Kai Jonas: There's no rule of thumb for situations like these. Physical or violent intervention is often unnecessary. The ability to assess conflict situations requires a degree of experience or knowledge of human nature, which you can acquire through training. Preparation like that can help avoid the extreme risks that intervention can, unfortunately, sometimes entail - as it did in Tugce's case.
So how exactly can I intervene?
If possible, you should look for allies with whom to act in concert. Then you can share the various roles: One person talks to and protects the victim, another calls the police. Later on you all meet together. Of course, that's a kind of ideal situation that often isn't possible in reality. I absolutely do not mean to belittle or retrospectively criticize Tugce's actions and her intervention. What she did was extraordinarily brave.
Do I turn to the aggressor or the victim to defuse the situation?
Ideally, you don't focus on the aggressor but on the victim. If you focus on the perpetrator or perpetrators, which is something men often do, you very quickly end up in a spiral of escalation. It can then be very difficult to gauge where this spiral is going to end. It makes much more sense to focus on the victim and intervene in a way that pushes the conflict into the background. We call this paradoxical intervention. The aim is to protect the victim, get them out of the threatening situation and into a safe space. You should behave as if the violent situation doesn't exist.
So you should completely ignore the aggressor? What might such an intervention look like?
I could say to the victim, "Oh, we haven't seen each other for ages! Let's go and get a coffee." Then you use "gentle force" to drag the person with into a café, making clear to them: We're doing this to get you out of this dangerous situation. Of course, you don't actually have to have coffee with me.
That would be one way of completely negating the conflict, behaving as if I hadn't even noticed it. I might also just sit down next to the victim in the bus or on the subway and start up a conversation, as a kind of barricade. That way I create an additional barrier for the aggressor without actually criticizing their behavior and saying, "What you're doing is not okay."
Won't the victim be confused and feel even more cornered by people on two sides?
The victim is often trapped in the aggressor's magnetic field and isn't able to consider possible courses of action or spot possible ways to escape. That's why it's important to present the situation to the victim in such a way that they know exactly what they have to do: Go with me and get out of the situation. Victims are often paralyzed and don't know what they need to do.
But you need a very confident and firm manner to do this, which not everyone has.
You don't always have to intervene in these situations. Sometimes it isn't possible, and you don't dare - and sometimes not intervening is the better solution. But what you need to do then is be a good witness, call the police, get other people involved. That can be civil courage, too, because you're making clear that we're watching what's going on here. You don't have to be some kind of social Rambo; you don't have to intervene. People should act according to their own capabilities.
How do I know what I can expect of myself, in what situations, and in what way?
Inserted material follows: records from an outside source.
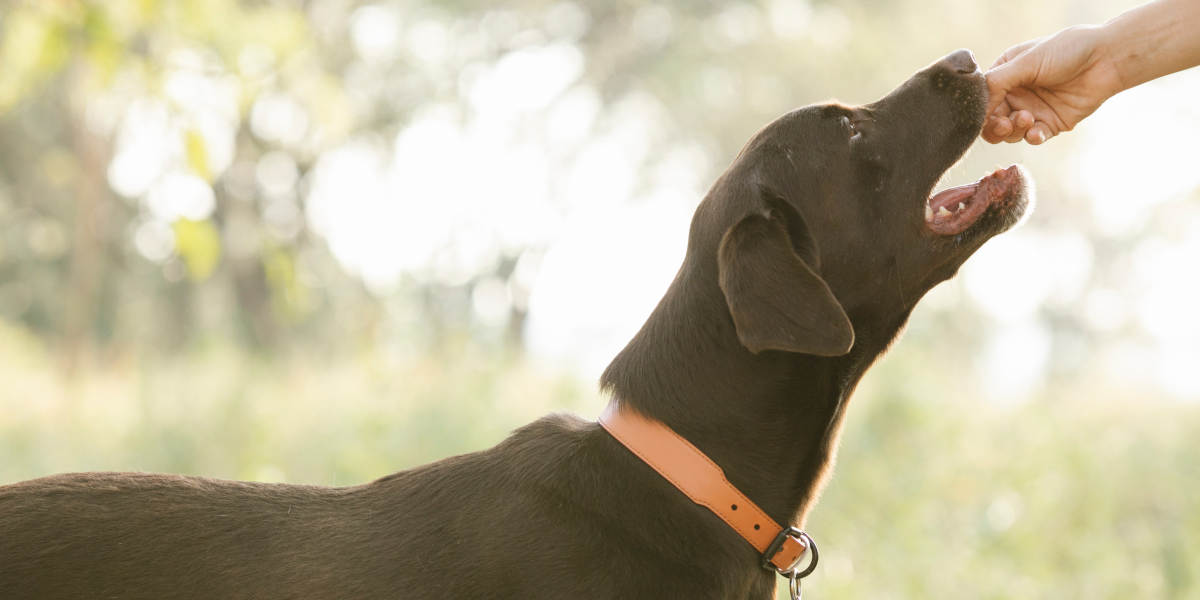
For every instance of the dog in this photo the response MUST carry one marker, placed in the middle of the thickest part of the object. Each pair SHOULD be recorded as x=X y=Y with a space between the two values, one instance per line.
x=803 y=263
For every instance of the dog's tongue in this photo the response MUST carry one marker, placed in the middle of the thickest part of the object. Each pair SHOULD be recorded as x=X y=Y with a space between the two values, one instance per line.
x=952 y=211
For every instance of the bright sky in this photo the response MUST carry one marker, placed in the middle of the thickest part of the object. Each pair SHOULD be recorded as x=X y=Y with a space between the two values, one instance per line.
x=532 y=162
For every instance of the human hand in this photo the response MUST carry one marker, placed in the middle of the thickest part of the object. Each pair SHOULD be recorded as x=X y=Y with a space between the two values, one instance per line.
x=1044 y=87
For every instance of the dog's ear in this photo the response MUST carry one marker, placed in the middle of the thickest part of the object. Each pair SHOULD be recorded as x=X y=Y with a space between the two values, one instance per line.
x=775 y=297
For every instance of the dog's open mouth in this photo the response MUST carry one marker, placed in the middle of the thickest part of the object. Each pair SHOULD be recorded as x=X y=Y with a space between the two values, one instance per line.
x=953 y=211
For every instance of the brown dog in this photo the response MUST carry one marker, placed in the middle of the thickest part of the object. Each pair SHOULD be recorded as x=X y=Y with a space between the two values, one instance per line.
x=804 y=261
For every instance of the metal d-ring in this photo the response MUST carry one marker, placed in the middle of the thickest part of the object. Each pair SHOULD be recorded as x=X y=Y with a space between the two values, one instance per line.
x=796 y=575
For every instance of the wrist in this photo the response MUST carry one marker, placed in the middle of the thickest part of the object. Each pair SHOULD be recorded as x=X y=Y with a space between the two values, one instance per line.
x=1117 y=55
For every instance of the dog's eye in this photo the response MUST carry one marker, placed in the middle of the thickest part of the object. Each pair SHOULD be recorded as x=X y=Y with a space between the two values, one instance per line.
x=855 y=133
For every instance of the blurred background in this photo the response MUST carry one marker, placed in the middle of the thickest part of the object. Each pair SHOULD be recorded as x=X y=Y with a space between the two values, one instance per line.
x=319 y=241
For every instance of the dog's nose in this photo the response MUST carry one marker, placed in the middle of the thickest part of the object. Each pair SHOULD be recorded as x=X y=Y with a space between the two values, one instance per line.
x=960 y=61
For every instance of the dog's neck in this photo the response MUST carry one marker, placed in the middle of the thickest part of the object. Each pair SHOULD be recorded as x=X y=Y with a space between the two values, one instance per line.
x=769 y=420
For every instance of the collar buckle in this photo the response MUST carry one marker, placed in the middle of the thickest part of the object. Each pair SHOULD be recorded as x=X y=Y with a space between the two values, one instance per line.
x=796 y=537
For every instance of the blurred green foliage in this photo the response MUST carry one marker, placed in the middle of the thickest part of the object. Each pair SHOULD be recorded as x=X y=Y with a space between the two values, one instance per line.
x=231 y=342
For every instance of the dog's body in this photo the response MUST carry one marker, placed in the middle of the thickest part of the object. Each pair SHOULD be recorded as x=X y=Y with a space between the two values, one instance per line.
x=804 y=262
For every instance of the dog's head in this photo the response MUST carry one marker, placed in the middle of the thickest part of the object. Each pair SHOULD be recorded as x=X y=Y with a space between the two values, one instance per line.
x=825 y=226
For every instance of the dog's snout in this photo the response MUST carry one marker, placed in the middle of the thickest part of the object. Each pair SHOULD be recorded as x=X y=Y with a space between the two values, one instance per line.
x=960 y=61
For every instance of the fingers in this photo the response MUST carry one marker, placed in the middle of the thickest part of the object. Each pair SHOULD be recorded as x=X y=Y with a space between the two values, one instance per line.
x=1017 y=126
x=996 y=130
x=1038 y=133
x=1008 y=72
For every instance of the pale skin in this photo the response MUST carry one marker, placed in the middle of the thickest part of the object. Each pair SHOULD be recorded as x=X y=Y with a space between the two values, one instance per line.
x=1047 y=85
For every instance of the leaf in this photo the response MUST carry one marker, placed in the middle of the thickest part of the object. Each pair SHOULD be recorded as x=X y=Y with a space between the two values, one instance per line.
x=199 y=245
x=197 y=154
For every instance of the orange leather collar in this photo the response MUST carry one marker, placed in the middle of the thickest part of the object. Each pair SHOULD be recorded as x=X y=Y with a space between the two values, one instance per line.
x=703 y=481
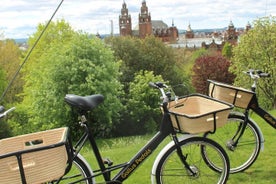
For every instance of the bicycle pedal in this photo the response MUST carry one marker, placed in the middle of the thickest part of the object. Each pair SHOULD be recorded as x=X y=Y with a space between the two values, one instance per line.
x=107 y=161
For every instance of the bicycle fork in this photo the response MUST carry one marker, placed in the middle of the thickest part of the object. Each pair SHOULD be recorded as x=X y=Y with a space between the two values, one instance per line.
x=191 y=170
x=232 y=144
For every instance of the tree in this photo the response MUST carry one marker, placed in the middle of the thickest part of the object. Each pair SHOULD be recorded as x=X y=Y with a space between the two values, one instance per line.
x=10 y=57
x=142 y=113
x=78 y=64
x=257 y=50
x=227 y=50
x=210 y=67
x=145 y=54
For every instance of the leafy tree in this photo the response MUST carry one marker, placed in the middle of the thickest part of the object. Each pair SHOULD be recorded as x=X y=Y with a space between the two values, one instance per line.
x=70 y=63
x=145 y=54
x=142 y=108
x=227 y=50
x=10 y=56
x=210 y=67
x=257 y=50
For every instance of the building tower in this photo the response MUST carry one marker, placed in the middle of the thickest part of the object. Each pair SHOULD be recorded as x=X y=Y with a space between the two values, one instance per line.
x=145 y=25
x=189 y=32
x=125 y=21
x=232 y=35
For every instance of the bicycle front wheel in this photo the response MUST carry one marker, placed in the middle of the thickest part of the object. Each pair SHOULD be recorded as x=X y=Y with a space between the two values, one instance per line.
x=79 y=173
x=242 y=153
x=171 y=170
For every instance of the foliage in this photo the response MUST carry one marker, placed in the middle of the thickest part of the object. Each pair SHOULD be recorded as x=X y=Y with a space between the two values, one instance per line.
x=10 y=56
x=257 y=50
x=145 y=54
x=142 y=113
x=210 y=67
x=227 y=50
x=67 y=62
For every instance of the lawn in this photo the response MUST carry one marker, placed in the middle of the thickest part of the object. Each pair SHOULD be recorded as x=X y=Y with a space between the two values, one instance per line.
x=120 y=150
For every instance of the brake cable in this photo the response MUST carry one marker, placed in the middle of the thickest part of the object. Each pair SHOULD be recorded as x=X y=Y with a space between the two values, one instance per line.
x=30 y=51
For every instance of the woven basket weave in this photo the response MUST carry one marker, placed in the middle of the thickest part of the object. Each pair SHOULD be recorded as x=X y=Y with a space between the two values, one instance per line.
x=198 y=113
x=43 y=154
x=237 y=96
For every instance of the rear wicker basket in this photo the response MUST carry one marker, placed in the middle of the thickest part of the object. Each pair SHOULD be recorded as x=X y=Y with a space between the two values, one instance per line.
x=34 y=158
x=237 y=96
x=198 y=113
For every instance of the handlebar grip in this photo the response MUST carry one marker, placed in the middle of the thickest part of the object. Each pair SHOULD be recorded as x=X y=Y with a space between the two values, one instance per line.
x=152 y=84
x=2 y=108
x=264 y=74
x=158 y=85
x=6 y=112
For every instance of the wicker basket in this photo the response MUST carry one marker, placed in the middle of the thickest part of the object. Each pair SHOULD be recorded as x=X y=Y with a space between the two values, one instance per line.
x=237 y=96
x=34 y=158
x=198 y=113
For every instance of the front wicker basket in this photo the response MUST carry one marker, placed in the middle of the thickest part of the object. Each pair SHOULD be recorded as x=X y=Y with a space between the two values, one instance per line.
x=40 y=157
x=237 y=96
x=198 y=114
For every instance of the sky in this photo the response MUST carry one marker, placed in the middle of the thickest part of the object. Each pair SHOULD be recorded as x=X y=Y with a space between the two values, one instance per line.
x=19 y=18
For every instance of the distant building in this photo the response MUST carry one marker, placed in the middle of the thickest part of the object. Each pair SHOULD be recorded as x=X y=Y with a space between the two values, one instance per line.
x=125 y=21
x=213 y=45
x=189 y=32
x=231 y=34
x=146 y=25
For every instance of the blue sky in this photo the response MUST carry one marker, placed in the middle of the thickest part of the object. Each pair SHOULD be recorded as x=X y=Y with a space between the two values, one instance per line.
x=19 y=18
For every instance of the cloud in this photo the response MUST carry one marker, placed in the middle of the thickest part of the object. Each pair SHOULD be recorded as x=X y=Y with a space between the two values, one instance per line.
x=19 y=18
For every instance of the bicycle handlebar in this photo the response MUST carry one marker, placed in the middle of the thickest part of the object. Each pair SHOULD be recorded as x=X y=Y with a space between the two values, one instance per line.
x=161 y=86
x=255 y=74
x=5 y=112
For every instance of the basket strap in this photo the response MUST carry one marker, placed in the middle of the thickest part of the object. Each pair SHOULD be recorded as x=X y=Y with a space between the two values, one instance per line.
x=177 y=122
x=215 y=123
x=21 y=169
x=235 y=97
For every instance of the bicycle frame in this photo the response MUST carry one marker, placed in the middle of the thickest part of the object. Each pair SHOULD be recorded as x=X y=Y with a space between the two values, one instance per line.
x=126 y=169
x=254 y=105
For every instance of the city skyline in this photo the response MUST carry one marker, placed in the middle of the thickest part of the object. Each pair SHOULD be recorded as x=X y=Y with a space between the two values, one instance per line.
x=19 y=18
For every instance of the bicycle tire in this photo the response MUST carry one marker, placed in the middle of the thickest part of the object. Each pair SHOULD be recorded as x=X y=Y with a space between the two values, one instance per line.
x=245 y=153
x=170 y=169
x=77 y=174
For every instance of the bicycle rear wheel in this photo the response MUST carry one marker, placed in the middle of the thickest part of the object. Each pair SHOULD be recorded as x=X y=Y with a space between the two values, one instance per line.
x=171 y=170
x=244 y=154
x=79 y=173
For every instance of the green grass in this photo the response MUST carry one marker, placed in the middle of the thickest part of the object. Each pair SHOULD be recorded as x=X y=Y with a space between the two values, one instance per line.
x=120 y=150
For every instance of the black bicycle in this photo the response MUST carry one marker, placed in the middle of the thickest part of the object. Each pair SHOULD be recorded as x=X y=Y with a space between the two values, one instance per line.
x=180 y=161
x=241 y=137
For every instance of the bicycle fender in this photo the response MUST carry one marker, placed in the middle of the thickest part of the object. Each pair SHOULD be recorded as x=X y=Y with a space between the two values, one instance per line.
x=86 y=163
x=258 y=128
x=163 y=151
x=260 y=132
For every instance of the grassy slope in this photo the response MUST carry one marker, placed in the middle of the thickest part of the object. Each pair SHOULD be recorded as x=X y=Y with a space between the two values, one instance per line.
x=119 y=150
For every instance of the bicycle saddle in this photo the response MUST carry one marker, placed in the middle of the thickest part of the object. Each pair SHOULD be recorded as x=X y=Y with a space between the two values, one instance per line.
x=84 y=102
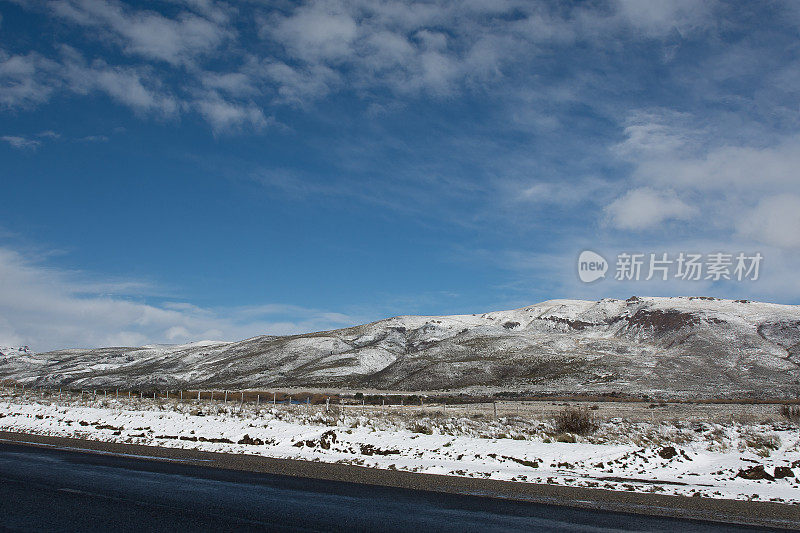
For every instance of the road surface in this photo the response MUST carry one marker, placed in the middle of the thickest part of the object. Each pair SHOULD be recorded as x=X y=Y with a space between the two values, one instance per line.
x=51 y=489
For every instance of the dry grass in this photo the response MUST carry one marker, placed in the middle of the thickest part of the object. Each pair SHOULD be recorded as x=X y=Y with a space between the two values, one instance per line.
x=575 y=420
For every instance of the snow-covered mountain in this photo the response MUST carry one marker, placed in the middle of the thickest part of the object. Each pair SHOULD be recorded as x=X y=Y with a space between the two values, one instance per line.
x=686 y=346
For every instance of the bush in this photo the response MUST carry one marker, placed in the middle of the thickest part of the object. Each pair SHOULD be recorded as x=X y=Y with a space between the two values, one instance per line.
x=791 y=412
x=576 y=420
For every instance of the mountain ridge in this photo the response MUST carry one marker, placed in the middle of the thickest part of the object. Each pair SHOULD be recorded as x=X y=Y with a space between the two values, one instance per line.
x=660 y=346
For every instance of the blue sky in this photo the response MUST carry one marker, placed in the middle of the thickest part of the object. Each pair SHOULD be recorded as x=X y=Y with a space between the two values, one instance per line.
x=187 y=169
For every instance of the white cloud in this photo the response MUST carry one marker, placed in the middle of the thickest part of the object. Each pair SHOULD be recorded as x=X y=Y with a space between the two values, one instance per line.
x=314 y=32
x=146 y=33
x=135 y=88
x=657 y=19
x=647 y=208
x=25 y=80
x=740 y=187
x=775 y=220
x=225 y=116
x=48 y=308
x=21 y=143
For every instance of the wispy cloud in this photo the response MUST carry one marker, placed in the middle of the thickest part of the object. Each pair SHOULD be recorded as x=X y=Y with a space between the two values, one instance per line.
x=21 y=143
x=49 y=308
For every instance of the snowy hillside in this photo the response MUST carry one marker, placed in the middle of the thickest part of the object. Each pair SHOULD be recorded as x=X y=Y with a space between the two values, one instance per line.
x=687 y=346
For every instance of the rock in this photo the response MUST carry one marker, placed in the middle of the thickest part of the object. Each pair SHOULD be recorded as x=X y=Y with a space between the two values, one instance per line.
x=755 y=472
x=667 y=452
x=247 y=439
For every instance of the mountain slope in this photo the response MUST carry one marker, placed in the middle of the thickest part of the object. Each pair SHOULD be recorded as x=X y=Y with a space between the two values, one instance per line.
x=687 y=347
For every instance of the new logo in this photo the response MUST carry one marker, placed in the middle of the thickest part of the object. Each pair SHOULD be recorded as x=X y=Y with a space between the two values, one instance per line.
x=591 y=266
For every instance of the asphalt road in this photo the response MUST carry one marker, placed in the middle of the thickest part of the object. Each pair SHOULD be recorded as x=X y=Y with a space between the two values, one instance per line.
x=51 y=489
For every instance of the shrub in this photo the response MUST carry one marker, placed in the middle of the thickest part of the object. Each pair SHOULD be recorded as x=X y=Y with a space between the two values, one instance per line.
x=421 y=428
x=577 y=420
x=791 y=412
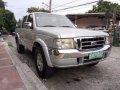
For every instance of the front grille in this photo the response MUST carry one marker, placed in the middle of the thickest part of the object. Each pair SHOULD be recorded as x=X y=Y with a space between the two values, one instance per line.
x=91 y=43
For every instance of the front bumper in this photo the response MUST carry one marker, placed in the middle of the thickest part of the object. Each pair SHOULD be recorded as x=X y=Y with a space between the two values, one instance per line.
x=74 y=57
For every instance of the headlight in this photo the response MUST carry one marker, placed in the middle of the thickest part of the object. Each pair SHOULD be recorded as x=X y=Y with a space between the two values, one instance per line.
x=64 y=43
x=107 y=40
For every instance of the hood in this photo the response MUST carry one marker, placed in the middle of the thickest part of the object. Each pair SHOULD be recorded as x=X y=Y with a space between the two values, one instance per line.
x=65 y=32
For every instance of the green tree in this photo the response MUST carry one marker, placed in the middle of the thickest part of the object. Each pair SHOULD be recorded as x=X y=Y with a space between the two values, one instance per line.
x=9 y=21
x=105 y=6
x=2 y=4
x=34 y=9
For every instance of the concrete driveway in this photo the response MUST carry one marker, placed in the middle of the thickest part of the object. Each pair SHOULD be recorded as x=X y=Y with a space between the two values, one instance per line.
x=104 y=76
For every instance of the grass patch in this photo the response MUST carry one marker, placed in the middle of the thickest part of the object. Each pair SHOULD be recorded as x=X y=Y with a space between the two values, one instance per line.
x=10 y=44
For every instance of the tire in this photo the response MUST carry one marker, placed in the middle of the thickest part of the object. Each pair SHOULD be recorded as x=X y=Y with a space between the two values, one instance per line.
x=44 y=71
x=20 y=48
x=93 y=64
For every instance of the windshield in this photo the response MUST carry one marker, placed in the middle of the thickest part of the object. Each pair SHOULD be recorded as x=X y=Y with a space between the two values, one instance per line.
x=52 y=20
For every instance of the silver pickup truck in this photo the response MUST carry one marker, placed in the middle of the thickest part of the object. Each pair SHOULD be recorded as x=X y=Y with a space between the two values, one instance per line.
x=56 y=42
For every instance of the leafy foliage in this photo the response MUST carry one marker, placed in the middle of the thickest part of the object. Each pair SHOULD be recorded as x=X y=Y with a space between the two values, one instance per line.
x=34 y=9
x=7 y=19
x=2 y=4
x=105 y=6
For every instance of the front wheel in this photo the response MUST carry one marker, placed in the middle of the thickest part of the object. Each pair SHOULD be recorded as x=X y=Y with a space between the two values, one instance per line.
x=42 y=68
x=93 y=64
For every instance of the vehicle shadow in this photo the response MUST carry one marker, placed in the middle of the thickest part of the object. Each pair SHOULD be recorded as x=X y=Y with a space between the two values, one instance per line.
x=65 y=78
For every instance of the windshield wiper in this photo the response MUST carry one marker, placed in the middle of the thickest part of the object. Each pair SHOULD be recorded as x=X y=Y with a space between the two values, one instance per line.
x=65 y=26
x=48 y=26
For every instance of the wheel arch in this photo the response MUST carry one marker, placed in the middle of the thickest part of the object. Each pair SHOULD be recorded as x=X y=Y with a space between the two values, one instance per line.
x=44 y=47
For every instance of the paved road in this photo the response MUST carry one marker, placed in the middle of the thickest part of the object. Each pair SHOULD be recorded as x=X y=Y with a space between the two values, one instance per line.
x=104 y=76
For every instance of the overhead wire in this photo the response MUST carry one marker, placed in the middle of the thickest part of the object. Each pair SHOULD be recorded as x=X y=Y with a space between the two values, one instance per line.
x=65 y=4
x=74 y=6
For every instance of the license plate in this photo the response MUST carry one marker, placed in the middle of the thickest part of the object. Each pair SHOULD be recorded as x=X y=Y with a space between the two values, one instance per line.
x=95 y=55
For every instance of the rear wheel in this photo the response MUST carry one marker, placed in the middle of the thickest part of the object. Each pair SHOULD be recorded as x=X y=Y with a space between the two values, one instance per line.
x=93 y=64
x=20 y=48
x=43 y=69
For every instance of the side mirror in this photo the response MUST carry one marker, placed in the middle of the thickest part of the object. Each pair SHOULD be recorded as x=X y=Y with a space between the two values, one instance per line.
x=28 y=24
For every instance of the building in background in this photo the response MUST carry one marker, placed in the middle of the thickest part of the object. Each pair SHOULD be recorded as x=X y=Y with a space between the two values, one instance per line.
x=95 y=21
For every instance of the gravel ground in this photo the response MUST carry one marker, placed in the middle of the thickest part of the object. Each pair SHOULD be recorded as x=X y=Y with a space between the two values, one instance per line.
x=104 y=76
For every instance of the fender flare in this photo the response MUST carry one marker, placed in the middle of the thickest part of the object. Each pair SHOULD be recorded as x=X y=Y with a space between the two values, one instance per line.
x=45 y=50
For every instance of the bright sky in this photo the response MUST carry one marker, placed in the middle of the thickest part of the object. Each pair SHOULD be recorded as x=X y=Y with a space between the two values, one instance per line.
x=19 y=7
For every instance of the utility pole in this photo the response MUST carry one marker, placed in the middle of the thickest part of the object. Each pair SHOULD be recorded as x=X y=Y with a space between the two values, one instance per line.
x=50 y=6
You can learn civil courage, but civil courage is also a lifelong learning process. No one's going to be able to intervene in every situation after a one-day training session. You can practice in the family or in your circle of friends. There are plenty of occasions where you can intervene there in a way that demonstrates civil courage. When people make racist or sexist comments, for example. You don't have to get into a fistfight. Civil courage has to be tailored to the environment of the person who takes the action. Everyone can set their own priorities and say: in situations like these I want to be vigilant.
Kai Jonas is a social psychologist at the University of Amsterdam.